Suppose $$ax^2+bx+c$$ is a quadratic polynomial (where $a$, $b$ and $c$ are not equal to zero) that has real roots. Prove that $a$, $b$, and $c$ cannot be consecutive terms in a geometric sequence.
I tried writing the geometric sequence as $$a,\ b=ar,\ c=ar^2$$ and then substituting it back into the quadratic as $$ax^2+arx+ar^2$$ and then factoring and trying to prove that the discriminant was less than zero. But I ended up with $$r^2(x-2)(x+2)$$ which is not always less than zero. Any help would be appreciated.
Best Answer
Note: I added a proof that for odd $n$ the only root is $-1$.
Generalizing Milo Brandt's answer, which I thought of before I saw his, this applies to a polynomial of any even degree.
If the polynomial is of degree $2n$, using his argument, we need to find out how many real roots $p(x) =x^{2n}+x^{2n-1}+...+x+1 $ can have.
But $p(x) =\frac{x^{2n+1}-1}{x-1} $ has no real roots because the numerator and denominator have the same sign and at 1, their common root, $p(x) = 2n+1$.
For odd $n$, the only real root is $-1$. $n=3$ shows what happens; I will then give the proof for general odd $n$.
$x^3+x^2+x+1 =\frac{x^4-1}{x-1} =\frac{(x^2+1)(x^2-1)}{x-1} =\frac{(x^2+1)(x+1)(x-1)}{x-1} =(x^2+1)(x+1) $ for $x \ne 1$. The only real root is, obviously, $x=-1$.

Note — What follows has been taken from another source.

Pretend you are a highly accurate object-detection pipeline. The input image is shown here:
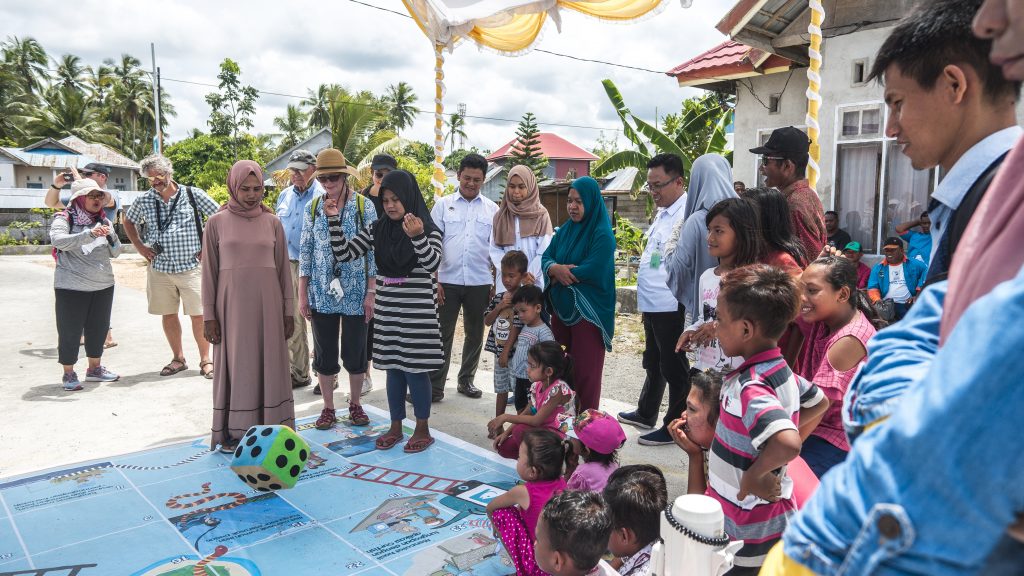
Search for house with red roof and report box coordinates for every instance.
[668,0,939,252]
[487,132,597,180]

For general odd $n$, since $n+1$ is even, let $n+1 = 2^km$ where $m$ is odd. Then, just for $n=3$, above,
$\begin{array}\\ x^n+x^{n-1}+...+x+1 &=\frac{x^{n+1}-1}{x-1}\\ &=\frac{x^{2^km}-1}{x-1}\\ &=\frac{(x^{2^{k-1}m}+1)(x^{2^{k-1}m}-1)}{x-1}\\ &=\frac{(x^{2^{k-1}m}+1)(x^{2^{k-2}m}+1)(x^{2^{k-2}m}-1)}{x-1}\\ &=\frac{(x^{2^{k-1}m}+1)(x^{2^{k-2}m}+1)...(x^{2m}+1)(x^m+1)(x^m-1)}{x-1}\\ &=(x^{2^{k-1}m}+1)(x^{2^{k-2}m}+1)...(x^{2m}+1)(x^m+1)\frac{x^m-1}{x-1}\\ \end{array} $
Since $m$ is odd, as proved above, $\frac{x^m-1}{x-1}$ has no real roots. All the terms $x^{2^jm}+1$ for $j \ge 1$ are at least $1$ since the exponent is even. Finally, since $m$ is odd, $x^m+1$ has as its only real root $x=-1$. Therefore, the whole polynomial has $-1$ as its only real root.